The CODEO, comprising some thirty nine secular, religious and non-governmental organisations, trained and deployed 620 persons to observe the BVR exercise under the supervision of fifty regional coordinators, covering 620 randomly sampled polling stations in hundred districts across the ten regions of Ghana.
Relaying the findings of their observation to members of the media in Accra, on Thursday, the Co-Chair of CODEO, Professor Miranda Greenstreet, said the provisional findings was based on 6,188 processed observation checklists, representing 99.8% out of an expected 6,200 checklists expected from the observers.
Touching on the limitations of the BVR exercise, she said: 'Almost all the various equipment supplied by the EC at a number of centres observed suffered breakdowns at one time or another.
'The printers will not print, the fingerprint scanner would no longer recognise fingerprints, the webcam could only take blurred photos, and the computers would not respond to commands. Sometimes, these severely malfunctioning equipment had to be carted to the technicians in the district offices or the regional headquarters of the EC for repair or replacement.'
Overall, she said, CODEO recorded 106 incidents of kit malfunctioning, which caused delays, and registrants who could not bear the long wait left the registration centers, while other prospective registrants decided not to return to register due to the uncertainty regarding the opening of the centers.
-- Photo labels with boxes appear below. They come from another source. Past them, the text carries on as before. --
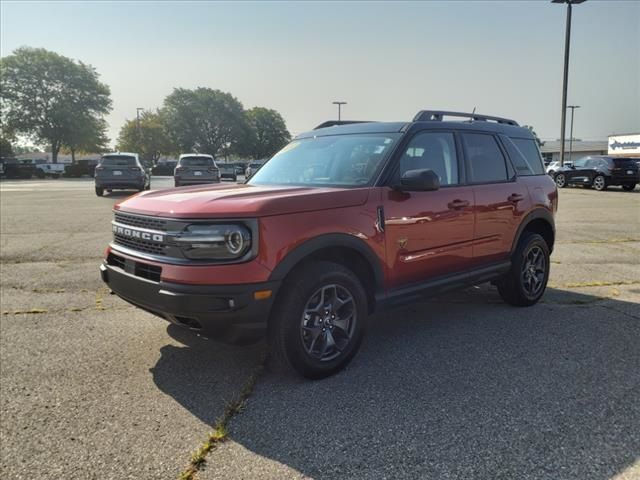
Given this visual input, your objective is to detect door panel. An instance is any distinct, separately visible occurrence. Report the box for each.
[383,187,474,288]
[473,181,531,265]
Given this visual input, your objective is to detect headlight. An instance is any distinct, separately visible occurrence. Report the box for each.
[176,224,251,260]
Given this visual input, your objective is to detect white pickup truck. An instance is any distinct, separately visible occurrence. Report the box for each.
[20,159,64,178]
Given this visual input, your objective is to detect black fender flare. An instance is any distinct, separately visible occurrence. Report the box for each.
[511,207,556,253]
[269,233,384,292]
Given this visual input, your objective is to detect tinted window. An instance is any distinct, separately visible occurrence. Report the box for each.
[565,157,589,168]
[462,133,508,183]
[502,137,544,175]
[249,133,400,187]
[100,155,136,167]
[180,157,213,167]
[400,132,459,185]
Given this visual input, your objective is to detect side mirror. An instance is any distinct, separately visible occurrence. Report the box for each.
[399,169,440,192]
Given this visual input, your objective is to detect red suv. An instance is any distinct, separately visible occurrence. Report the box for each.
[101,111,558,378]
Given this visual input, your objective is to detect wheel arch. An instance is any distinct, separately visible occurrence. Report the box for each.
[511,208,556,253]
[269,233,384,312]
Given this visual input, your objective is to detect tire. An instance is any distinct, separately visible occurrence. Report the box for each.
[591,175,607,192]
[269,261,368,379]
[496,232,551,307]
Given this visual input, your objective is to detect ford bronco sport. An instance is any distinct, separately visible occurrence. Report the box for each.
[101,111,558,378]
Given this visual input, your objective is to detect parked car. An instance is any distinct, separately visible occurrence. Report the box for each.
[64,159,100,178]
[100,111,558,378]
[554,155,640,191]
[244,160,266,180]
[95,152,151,197]
[0,158,44,179]
[36,163,65,178]
[152,161,178,176]
[173,153,220,187]
[218,163,238,182]
[545,160,573,176]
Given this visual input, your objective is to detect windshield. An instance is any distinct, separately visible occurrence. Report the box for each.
[100,155,136,167]
[180,157,213,167]
[248,133,400,187]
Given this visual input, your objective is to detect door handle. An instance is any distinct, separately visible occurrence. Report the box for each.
[447,199,469,210]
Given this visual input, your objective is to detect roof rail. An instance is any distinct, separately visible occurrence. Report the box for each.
[314,120,371,130]
[413,110,519,127]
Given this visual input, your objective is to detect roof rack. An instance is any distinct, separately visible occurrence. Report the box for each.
[314,120,371,130]
[413,110,519,127]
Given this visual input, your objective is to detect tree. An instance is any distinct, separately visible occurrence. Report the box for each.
[523,125,544,147]
[63,117,109,163]
[0,137,14,158]
[0,47,111,163]
[117,111,176,165]
[237,107,291,159]
[162,88,246,156]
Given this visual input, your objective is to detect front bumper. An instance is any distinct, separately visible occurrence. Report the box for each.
[100,260,280,343]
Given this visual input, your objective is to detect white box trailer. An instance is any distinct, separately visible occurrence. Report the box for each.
[607,133,640,157]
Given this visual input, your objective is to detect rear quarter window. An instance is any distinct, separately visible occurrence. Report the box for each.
[501,135,545,176]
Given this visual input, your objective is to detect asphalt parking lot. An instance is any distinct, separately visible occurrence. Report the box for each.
[0,178,640,480]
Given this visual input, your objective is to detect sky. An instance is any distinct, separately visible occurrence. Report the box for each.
[0,0,640,144]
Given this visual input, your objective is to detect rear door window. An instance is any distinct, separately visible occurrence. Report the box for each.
[461,132,509,183]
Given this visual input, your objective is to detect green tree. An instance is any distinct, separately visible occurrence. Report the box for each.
[523,125,544,147]
[237,107,291,159]
[162,88,246,156]
[0,137,14,158]
[117,111,176,165]
[62,117,109,163]
[0,47,111,163]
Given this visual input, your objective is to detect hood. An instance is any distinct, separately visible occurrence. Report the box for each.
[115,184,369,218]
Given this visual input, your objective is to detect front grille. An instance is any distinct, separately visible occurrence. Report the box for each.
[113,233,166,255]
[114,212,167,232]
[107,252,162,282]
[135,262,162,282]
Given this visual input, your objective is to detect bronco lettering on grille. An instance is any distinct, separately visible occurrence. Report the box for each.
[113,225,164,243]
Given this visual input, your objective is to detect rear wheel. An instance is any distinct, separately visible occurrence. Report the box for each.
[496,232,550,307]
[269,262,368,379]
[592,175,607,192]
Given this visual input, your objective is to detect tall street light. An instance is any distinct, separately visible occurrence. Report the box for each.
[551,0,585,165]
[333,102,347,121]
[567,105,580,162]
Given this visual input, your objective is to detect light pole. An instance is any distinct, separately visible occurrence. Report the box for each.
[567,105,580,162]
[333,102,347,121]
[551,0,585,166]
[136,107,144,149]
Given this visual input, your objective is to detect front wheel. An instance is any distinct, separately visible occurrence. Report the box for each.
[496,232,551,307]
[269,261,368,379]
[592,175,607,192]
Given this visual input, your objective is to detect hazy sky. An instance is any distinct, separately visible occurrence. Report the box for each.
[0,0,640,145]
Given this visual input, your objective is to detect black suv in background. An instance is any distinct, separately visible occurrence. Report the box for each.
[95,152,151,197]
[554,155,640,192]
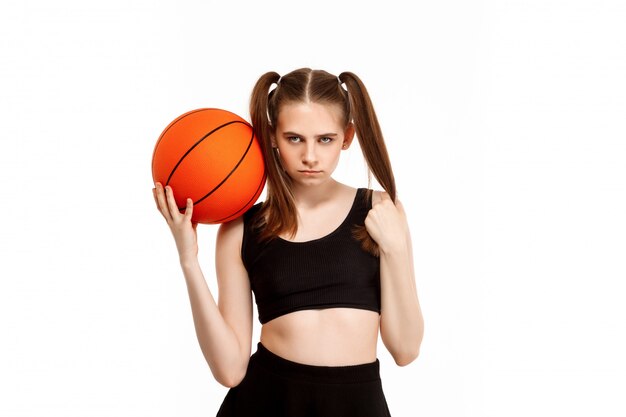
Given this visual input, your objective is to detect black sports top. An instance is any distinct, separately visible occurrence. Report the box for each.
[241,188,380,324]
Also, she noted that many of the registration staff used the faulty equipment as an excuse to violate some of the important registration procedures such as engaging in pre-mature fingerprint capture.
She cited a case in Northern Ghana where due to the heat, some fingerprint scanners could not operate after the morning hours. 'Some registration officers tried to get round the problem by capturing the fingerprints of many registrants before screening and interviewing them for their bio-data, taking advantage of the cool morning hours.'
Additionally, in some highly populated electoral areas in the cities where registration teams were overwhelmed by long queues, EC officials were reported to have completed only part of the whole process, such as collecting bio data, while preferring to complete other processes like data entry the following day.
CODEO believes 'the outcomes of the foregoing deviations could cause integrity problems for the final biometric register when it is ready.'
The Co-Chair further mentioned that data processed indicated that visits of EC monitors to the registration centers were quite infrequent, such that 61% of checklists processed showed that no EC monitors visited the registration centers.
According to her, while some challenges with the challenge procedure were corrected in subsequent phases, some would-be challengers recoiled when told to fill the forms, and 'unfortunately, some party agents resorted to challenging registrants outside the vicinity of the registration centers.'
In spite of the problems, 'CODEO reiterates its broad satisfaction with the BVR exercise, notwithstanding the initial anxieties surrounding the fate of the exercise,' said Prof. Greenstreet, while commending all Ghanaians, the EC, the Ghana Police Service, civil society organisations and political parties for 'their role in helping to bring this phase of the compilation of voters' roll to a successful end.'
She said according to the EC's preliminary figure, about thirteen million people were captured for the new BVR. 'From our observations of all the four phases of the exercise, CODEO can now confirm that a majority of the registration centers observed largely followed procedures laid down for the registration of voters.'
However, she went on to make suggestions that to prevent any severe national crisis during the December polls, serious care should be taken to provide adequate protection of the verification equipment from the weather, and provide back-ups and adequate technician support.
Also, she observed that 'the high incidence of the equipment break down and suspension of registration in some areas, justify an extension of the exercise in those areas. Any extension should also consider students who were writing exams during the registration period.'
Furthermore, she called on the EC to be very thorough and diligent in implementing the next stages of compiling the voters register, and remain on course to deal appropriately with all cases of multiple registration and challenges filed during the exercise.
'CODEO calls on the EC to clarify the position on the registration of prisoners, so that it does not unduly delay the completion of the voter roll,' she further said.
Among other things, CODEO implored the police to brace itself to play its enforcement role with utmost firmness, and without fear or favour, taking a cue from the BVR exercise, and particularly, should intensify their efforts to bring perpetrators of registration offences to book, regardless of their political affiliation or status in life.